Sentencing Ramirez to an additional life term, the special  terrorism court in Paris made up of seven magistrates said he  should serve a minimum of 18 years in jail.

The verdict could push back the date on which he can apply  for conditional release, currently set for 2012.
Defence lawyers called the decision a scandal and said their  client would file an appeal.

Ramirez was accused of masterminding four separate attacks  in France on two trains, a train station and a Paris street that  killed 11 people and wounded nearly 200.


Prosecutors said the bombings were his answer to the police  seizure of two of his gang, including his lover, and had argued  that he remained a danger to the public.

Earlier yesterday, Ramirez – once one of the most wanted  international criminals – addressed the court in a five-hour  monologue, alternately rambling, vitriolic and poignant, calling  himself a “living martyr” in defending his innocence.

Ramirez, a self-dubbed “elite gunman”, appeared resigned to  a guilty verdict.

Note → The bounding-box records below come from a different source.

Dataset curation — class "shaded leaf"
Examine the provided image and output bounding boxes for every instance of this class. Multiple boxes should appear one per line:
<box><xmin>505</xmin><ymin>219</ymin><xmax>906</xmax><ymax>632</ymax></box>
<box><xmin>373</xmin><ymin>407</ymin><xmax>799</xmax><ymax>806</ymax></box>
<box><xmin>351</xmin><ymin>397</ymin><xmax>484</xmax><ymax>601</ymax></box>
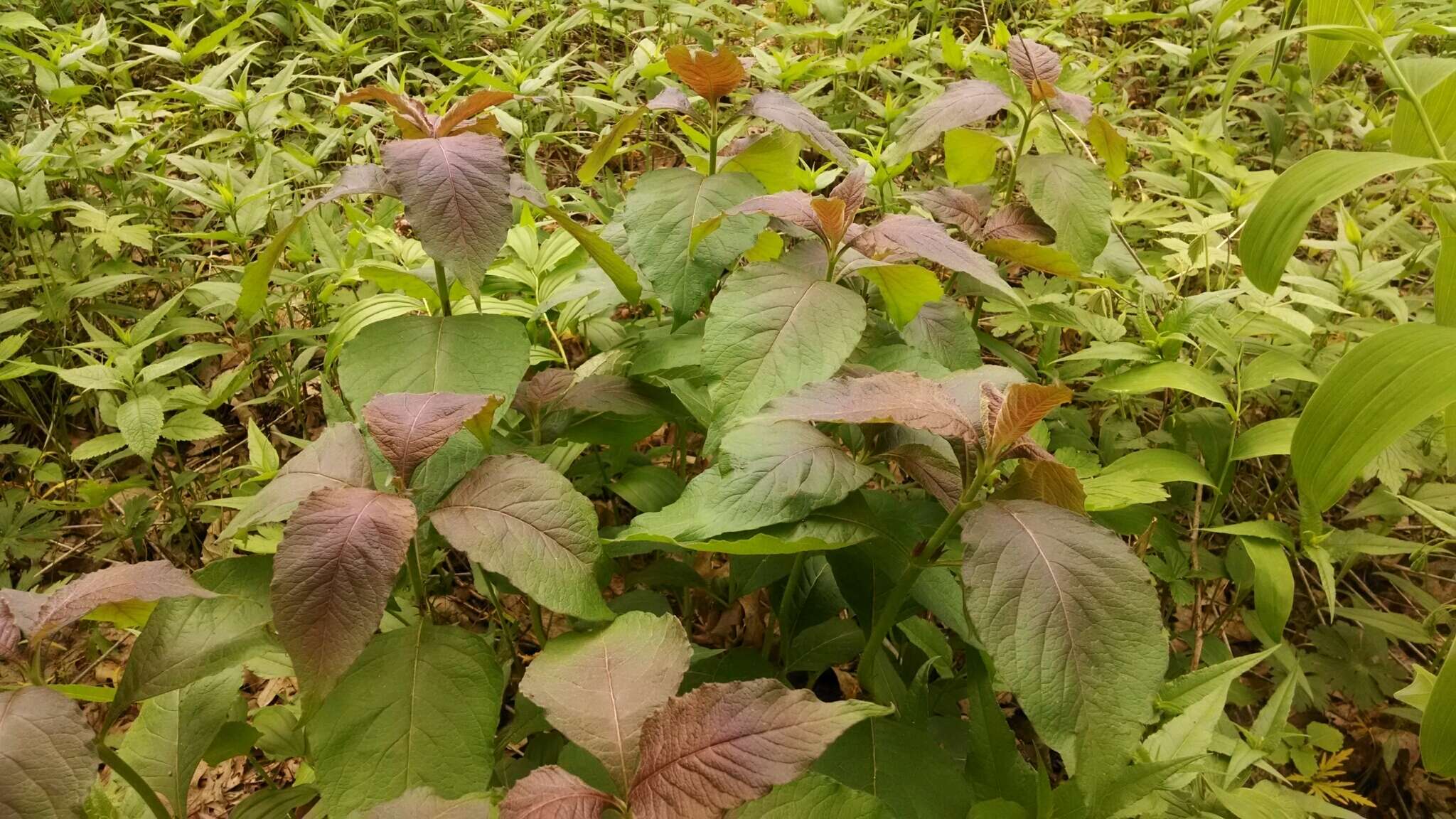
<box><xmin>272</xmin><ymin>487</ymin><xmax>415</xmax><ymax>698</ymax></box>
<box><xmin>429</xmin><ymin>455</ymin><xmax>611</xmax><ymax>619</ymax></box>
<box><xmin>629</xmin><ymin>679</ymin><xmax>889</xmax><ymax>819</ymax></box>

Death in prison, he said at one point, “is the  role of a revolutionary.”
“I am in prison … condemned in a pre-decided case,” he  told the court, his voice rising in volume.

Ramirez, a colourful figure recognisable at the height of  his fame by his Che Guevara-style beret, sunglasses and Havana  cigars, sealed his notoriety in a bloody hostage-taking of OPEC  oil ministers in 1975.

During the Cold War he received backing from Soviet bloc and  Middle Eastern countries, staging attacks throughout Europe for  more than two decades before being captured in Sudan in 1994.

During the six-week trial, Ramirez appeared more like a  master of ceremonies than a defendant, talking over speakers,  interrupting judges, correcting lawyers and occasionally beaming  benevolently from his caged-in defendant’s box.

He denied any specific involvement in the four bombings in  1982 and 1983 on a Paris street, two trains and a Marseille  train station that wounded nearly 200 people and left 11 dead.  Prosecutors say the bombings were Ramirez’s answer to the police  seizure of two of his gang, including his lover.
“There is nothing … to connect me with these four  attacks,” he told the court, making a zero sign with his thumb  and index finger.

Like a modern-day Scheherazade, Ramirez wove story after  story, often smiling and waxing nostalgic about former comrades,  and sometimes turning fiery to rail at the system.

His unrelenting discourse touched on a variety of topics,  from prison life to Zionist strategy, Soviet passports, the  French state, hashish and even the death penalty.

Ramirez broke down, his powerful voice wavering when, at the  end of his speech, he read from what he said was the last will  of fallen Libyan leader Muammar Gaddafi.

“I will continue the fight,” he read from the text, before  breaking off, overcome with emotion. A group of about a dozen  youths in the courtroom audience raised their fists in the air,  shouting encouragement at Ramirez.